Stomata are usually described as Ranunculaceous, Cruciferous, Rubiaceous and Labiatous or Caryophyllaceous (Vesque, 1889) but it does not literally mean that these types are confined to respective families only rather identical types also occur in very distantly related families.
Therefore, Metcalfe and Chalk (1950) proposed the terms anomocytic, anisocytic, paracytic and diacytic instead of Ranunculaceous, Cruciferous, Rubiaceous and Labiatous or Caryophyllaceous respectively. Usually a particular stomatal type characterises a taxonomic group. But in case of Anopyxis, the same leaf bears paracytic, anisocytic and anomocytic stomatal complexes.
Essay # 7. Functions of Stomata:
Stomata are the gateway through which gaseous exchange takes place between the plants’ interior and the atmosphere. When the stomata remain open CO2 and O2 are exchanged with the atmosphere and at the same time water is lost in the form of vapour from internal tissues of the leaf called transpiration.
Carbon dioxide is required during photosynthesis and oxygen is required for respiration. If the photosynthetic by-product oxygen concentration becomes greater than atmosphere it diffuses out from the stomatal cavity to the atmosphere through the stomata.
Pathogens may infect the foliage through stomata.
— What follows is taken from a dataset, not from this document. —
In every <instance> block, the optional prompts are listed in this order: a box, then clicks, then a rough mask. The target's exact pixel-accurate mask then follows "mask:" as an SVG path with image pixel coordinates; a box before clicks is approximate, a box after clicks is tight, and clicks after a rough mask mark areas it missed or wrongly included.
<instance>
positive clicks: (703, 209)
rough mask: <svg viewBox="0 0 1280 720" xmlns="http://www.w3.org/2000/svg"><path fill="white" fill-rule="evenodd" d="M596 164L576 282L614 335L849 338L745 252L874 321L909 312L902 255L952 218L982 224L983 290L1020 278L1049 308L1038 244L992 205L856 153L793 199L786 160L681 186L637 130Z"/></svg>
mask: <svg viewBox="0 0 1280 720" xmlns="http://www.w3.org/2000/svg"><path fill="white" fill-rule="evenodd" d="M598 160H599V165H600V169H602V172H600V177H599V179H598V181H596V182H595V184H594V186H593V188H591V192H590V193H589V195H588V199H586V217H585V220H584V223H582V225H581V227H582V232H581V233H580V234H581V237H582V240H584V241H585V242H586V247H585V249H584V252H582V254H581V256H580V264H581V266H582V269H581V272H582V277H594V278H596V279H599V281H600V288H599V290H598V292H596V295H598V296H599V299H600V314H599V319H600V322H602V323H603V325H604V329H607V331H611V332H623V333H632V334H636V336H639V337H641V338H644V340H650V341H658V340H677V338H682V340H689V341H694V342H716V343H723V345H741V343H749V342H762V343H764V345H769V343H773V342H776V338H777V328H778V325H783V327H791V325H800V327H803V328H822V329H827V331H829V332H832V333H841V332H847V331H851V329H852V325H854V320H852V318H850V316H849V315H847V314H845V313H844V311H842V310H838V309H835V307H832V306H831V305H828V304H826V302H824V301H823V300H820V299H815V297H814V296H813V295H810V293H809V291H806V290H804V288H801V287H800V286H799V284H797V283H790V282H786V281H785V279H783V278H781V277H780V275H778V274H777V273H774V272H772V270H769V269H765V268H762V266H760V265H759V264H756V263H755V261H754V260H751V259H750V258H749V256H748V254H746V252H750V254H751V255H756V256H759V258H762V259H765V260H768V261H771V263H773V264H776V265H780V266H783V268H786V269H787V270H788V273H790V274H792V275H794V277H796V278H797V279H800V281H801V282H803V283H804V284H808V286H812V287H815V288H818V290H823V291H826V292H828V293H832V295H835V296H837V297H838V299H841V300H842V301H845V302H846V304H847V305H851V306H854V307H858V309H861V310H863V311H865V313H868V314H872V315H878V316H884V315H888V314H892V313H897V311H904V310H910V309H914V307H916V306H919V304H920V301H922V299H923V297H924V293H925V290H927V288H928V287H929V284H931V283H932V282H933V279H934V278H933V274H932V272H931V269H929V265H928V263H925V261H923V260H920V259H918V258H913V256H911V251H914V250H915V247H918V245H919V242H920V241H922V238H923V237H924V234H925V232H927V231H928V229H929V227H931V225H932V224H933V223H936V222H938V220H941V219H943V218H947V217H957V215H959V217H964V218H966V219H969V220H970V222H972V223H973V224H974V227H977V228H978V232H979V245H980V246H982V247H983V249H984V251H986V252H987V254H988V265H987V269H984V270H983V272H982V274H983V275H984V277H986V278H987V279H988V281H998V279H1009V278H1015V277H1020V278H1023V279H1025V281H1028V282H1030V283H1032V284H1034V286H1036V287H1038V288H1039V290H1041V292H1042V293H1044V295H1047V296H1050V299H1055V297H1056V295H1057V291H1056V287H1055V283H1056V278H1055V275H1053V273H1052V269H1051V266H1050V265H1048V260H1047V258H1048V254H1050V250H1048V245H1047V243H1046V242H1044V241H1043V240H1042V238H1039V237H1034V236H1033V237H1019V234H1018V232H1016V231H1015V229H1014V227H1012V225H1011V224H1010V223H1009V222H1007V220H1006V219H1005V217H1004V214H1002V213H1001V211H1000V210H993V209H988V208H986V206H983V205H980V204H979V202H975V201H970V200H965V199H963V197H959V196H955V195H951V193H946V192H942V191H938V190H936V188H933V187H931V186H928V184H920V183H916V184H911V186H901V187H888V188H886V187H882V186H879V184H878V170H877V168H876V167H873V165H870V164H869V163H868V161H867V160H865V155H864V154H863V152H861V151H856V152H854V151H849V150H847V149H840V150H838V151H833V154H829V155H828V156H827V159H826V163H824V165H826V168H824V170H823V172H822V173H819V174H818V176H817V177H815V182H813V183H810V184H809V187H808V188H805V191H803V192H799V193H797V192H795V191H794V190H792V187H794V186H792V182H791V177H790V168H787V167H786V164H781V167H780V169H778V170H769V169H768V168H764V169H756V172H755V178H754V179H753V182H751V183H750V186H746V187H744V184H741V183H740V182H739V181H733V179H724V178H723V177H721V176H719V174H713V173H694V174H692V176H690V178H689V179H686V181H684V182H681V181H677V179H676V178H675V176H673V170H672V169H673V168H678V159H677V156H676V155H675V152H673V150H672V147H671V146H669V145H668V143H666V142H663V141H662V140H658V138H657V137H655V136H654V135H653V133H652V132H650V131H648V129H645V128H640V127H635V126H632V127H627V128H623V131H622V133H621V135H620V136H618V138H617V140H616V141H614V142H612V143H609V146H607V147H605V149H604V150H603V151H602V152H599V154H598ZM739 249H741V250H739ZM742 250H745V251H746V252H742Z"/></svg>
The stomata are very much sensitive to environmental changes. The stomatal size and frequency are reduced in dry and polluted air and these changes can be criteria for determining air pollution. Thus stomatal characterisctics of certain fern taxa can be used as biomonitors of air-pollution.
Salt glands store salts which may be exuded by guttation flow. These glands play an important role in the regulation of mineral contents of plants. They occur in the epidermis of several angiospermic families like Plumbaginaceae, Tamariaceae, Acanthaceae, Chenopodiaceae, Primulaceae, and Gramineae etc. They predominantly occur in mangrove plants (e.g., Avicennia, Aegiceras etc.).
In contrast to epithem hydathodes these glands have no direct connection with the vascular elements and do not possess water pores. Salt glands may be two-celled (e.g., Spartina) or many-celled (e.g., Acanthus, Aegiceras etc.). In Artiplex the salt glands have unicellular or multicellular hairs with head bladder cell.
Function of Epidermis:
1. The thickly cuticularised epidermis gives protection to the inner tissues from different external forces and gives resistance to insect and pathogen attack.
2. Thick cuticle prevents plants from desiccation.
3. The specialised bulliform cells of the epidermis help in water storage, unrolling of developing leaves and the opening and closing movements of mature leaves.
4. Velamen of orchid root and epiblema with root hairs help in absorption.
5. The epidermis, in some cases, store water and unwanted materials (salt glands) and food.
6. The wax deposition, suberisation, cutinisation etc. are the processes of secretion done by the epidermis.
7. The epidermal cells perform the function of perception of external stimuli and respond accordingly.